The TalkTalk button is massive compared to everything else, even though it’s not a button you’ll likely be using as often as the smaller YouView button, tucked down below, or the Guide button to the right. There isn’t even a button to take you straight to your recorded programmes either, meaning you must press the ‘Y’ button and then select MyView, or scroll to find the On Demand services.
For all the work done to integrate iPlayer, ITV Player, 4OD etc into the main programme guide, a lot of things are still rather tricky and time consuming to find. That said, the search button can solve a lot of your navigation problems. Enter the name of something you’re looking for and you’ll be told where it is and can quickly skip straight to the relevant section to watch live, download or purchase. The latest software update has vastly improved searching, making this one of the best features of the box.
Then there’s the ability to find earlier episodes of a programme that you’re already watching, simply by hitting Info and selecting ‘more episodes’. Another good feature that compensates for some of the other niggles.
Clearly there’s some great value in being able to easily add and remove additional channels as monthly packs, without being locked in to a lengthy contract, as you might with Sky or Virgin. However, you cannot record programmes as you can with the terrestrial broadcasts. It’s a feature that might be added in the future.

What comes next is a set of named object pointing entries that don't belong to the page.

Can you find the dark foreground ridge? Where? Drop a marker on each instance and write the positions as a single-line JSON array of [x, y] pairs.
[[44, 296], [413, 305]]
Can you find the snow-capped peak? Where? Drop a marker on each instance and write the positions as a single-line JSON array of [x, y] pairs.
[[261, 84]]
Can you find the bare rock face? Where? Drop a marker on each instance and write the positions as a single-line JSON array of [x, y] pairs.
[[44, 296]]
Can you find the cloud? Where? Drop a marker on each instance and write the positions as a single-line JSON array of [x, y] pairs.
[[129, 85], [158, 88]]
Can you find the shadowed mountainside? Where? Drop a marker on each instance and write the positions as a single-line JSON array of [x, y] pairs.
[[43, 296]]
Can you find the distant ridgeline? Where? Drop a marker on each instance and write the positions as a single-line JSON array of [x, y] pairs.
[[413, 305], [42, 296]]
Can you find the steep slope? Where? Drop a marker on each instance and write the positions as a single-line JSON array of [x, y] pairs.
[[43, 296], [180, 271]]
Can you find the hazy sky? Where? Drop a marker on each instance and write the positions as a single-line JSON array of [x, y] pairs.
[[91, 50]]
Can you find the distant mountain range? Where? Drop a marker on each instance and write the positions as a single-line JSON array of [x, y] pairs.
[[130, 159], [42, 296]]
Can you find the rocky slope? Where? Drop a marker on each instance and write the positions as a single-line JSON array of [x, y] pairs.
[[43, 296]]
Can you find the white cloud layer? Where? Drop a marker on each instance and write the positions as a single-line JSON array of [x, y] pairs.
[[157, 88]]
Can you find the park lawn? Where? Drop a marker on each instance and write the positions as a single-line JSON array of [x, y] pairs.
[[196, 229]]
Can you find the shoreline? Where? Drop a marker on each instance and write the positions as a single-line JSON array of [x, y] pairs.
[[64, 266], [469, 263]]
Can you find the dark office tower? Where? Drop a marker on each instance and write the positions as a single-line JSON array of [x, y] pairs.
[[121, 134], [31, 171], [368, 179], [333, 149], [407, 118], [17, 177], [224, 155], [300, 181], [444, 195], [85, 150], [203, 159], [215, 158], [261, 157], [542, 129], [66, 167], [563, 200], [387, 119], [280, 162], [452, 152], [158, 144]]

There’s also a possible confusion between Sky channels being available as ‘Boosts’, or Sky Movies (and soon sport channels too) being available on an On Demand basis via the Now TV service, also operated by Sky, which is found in another menu altogether. Now TV has a flat-rate charge to access Sky movies, including a sizable back catalogue, while the Boosts give live access to Sky channels as if you had a satellite dish.
TalkTalk also offers some free content of its own, including access to a back catalogue of shows from the likes of Sony Pictures, such as Married with Children and Diff’rent Strokes, music videos and films. There’s also an adult section, which is PIN protected, although it currently stands empty.
Well, we had to look.
Even as a Freeview+ box, the YouView interface makes it one of the best around. The integration of all the terrestrial catch-up services within the programme guide makes it even better still. Adding in access to Sky channels and TalkTalk’s own content makes it hard to not take up the offer to get a box if you’re already with TalkTalk – or indeed consider a move to TalkTalk to take up the offer.
However, some user interface issues could do with some tweaking in future software updates, along with turning on support for external storage expansion. 500GB might not be enough for everyone, especially if this is going to be finding its way into the living room and not a spare room.